Sunday, January 07, 2018

I Hate the Cable Company.

I'm writing to complain about Time Warner Cable, a.k.a Spectrum.

Here is a graph of my payments to Time Warner Cable over the last 10 years:


A few words of explanation:

  • The momentary dip around October 2008 was an outage in the wake of a severe storm, in compensation of which TWC didn't charge us for a week.
  • The precipitous drop in September 2011 was when, while I was between jobs, I called the cable company and told them that I could no longer afford their services. I don't remember if I had to visit the TWC office with DVR in hand, but they came through with the reduction shown.

  • The drop in November 2015 was when, in the wake of the Donald Sterling controversy, I permanently cancelled the television portion of my cable service, retaining only my internet service and digital phone line.

The rest of the fluctuations mostly represent TWC's policy of steadily ratcheting up the prices over time -- or, in their telling, the expiration of various "promotional" pricing.

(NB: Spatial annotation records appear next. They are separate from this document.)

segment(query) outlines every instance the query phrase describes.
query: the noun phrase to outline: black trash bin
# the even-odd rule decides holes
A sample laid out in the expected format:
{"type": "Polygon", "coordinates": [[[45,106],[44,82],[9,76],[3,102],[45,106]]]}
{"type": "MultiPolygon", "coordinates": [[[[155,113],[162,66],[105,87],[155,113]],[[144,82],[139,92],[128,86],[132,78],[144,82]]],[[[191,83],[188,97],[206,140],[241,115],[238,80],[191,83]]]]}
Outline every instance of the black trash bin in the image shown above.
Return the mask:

It's an application of the "frog in a frying pan" metaphor to price discrimination: Raise rates slowly, and most customers won't complain. But when a customer does complain, reset to the discounted price.

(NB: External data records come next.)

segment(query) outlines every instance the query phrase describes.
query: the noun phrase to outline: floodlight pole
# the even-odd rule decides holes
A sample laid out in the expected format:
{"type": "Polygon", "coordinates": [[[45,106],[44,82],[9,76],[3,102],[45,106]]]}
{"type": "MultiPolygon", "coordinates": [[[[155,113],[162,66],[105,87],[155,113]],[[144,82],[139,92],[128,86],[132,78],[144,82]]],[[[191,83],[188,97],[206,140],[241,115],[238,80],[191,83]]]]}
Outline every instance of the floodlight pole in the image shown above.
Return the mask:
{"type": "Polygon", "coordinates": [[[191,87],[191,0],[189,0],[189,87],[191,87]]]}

But sometimes the complaint has to be firm. It was not enough a year ago to merely call TWC about the $15/month increase: they stood firm over the phone, and I was that frog. But when I got around to opening this month's bill to discover another $16 increase, I drove 20 minutes in the snow, stood in line for an additional 20 minutes, dropped my modem on the TWC desk and said: "Cancel it." Why, underpaid customer service rep asked. "Because you raised my rates," I replied with admirable self-control. Can I see if there is anything I can do for you? "Make me an offer."

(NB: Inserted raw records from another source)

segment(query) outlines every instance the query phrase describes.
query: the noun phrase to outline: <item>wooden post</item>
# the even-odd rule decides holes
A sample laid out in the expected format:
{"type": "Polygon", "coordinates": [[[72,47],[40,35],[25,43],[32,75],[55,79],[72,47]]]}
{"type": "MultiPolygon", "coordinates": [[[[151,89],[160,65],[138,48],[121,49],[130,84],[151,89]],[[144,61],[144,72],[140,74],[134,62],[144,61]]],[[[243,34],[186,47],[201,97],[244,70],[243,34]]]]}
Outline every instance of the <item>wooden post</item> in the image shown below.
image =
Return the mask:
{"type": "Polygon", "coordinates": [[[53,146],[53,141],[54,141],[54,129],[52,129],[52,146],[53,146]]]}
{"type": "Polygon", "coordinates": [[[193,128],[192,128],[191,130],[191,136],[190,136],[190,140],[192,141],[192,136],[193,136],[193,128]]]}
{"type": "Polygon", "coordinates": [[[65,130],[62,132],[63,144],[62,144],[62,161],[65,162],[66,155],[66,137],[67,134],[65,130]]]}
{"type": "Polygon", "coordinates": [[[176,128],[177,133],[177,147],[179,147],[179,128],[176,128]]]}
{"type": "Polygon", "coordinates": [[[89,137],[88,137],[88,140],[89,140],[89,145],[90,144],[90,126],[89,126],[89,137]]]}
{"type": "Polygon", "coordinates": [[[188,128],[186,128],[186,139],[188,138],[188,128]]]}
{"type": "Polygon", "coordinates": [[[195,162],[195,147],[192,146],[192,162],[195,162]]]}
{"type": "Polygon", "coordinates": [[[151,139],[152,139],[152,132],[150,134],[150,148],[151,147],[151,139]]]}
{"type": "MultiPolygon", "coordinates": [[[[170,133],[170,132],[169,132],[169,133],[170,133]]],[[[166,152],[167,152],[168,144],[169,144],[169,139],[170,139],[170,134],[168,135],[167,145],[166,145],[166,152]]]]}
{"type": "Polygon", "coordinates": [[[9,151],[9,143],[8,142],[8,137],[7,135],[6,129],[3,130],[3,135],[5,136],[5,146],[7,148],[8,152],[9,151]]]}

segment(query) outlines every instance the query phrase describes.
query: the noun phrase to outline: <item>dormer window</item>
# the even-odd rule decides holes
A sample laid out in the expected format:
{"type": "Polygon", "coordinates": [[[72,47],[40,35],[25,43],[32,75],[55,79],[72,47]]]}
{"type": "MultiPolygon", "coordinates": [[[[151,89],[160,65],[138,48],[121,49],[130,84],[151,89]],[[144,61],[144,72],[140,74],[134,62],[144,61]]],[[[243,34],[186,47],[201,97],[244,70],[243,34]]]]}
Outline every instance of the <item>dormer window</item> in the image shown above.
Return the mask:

So staring yesterday I'll be paying what I paid in 2016. I have a brand new modem and substantially faster upload speeds.

But this is an ethically dubious business model. I suppose there are people paying exorbitant cable rates because they are rich enough that the bill falls below the noise level of their expenditures. I might even be close to that level of wealth myself, had I not come from a background where there is no such thing as a "noise level" with respect to spending money. But mainly, I believe TWC is basically taking advantage of people who are too old, working too long hours, too confrontation-averse, and/or too trusting in large institutions to give them a fair deal at a fair price.

In my case, it wasn't the money that chafed; AT&T wasn't going to charge me substantially less than TWC, and there would be some service trade-offs. What made me angry enough to stand in that line was the perceived disrespect: We'll charge you more because we can, and because we're betting you're an idiot. I guess I'm still enough of a Southerner for my personal honor to find itself at stake in those situations.

I'm just not sure that's a personality trait that should be rewarded at the expense of social trust and confrontation aversion.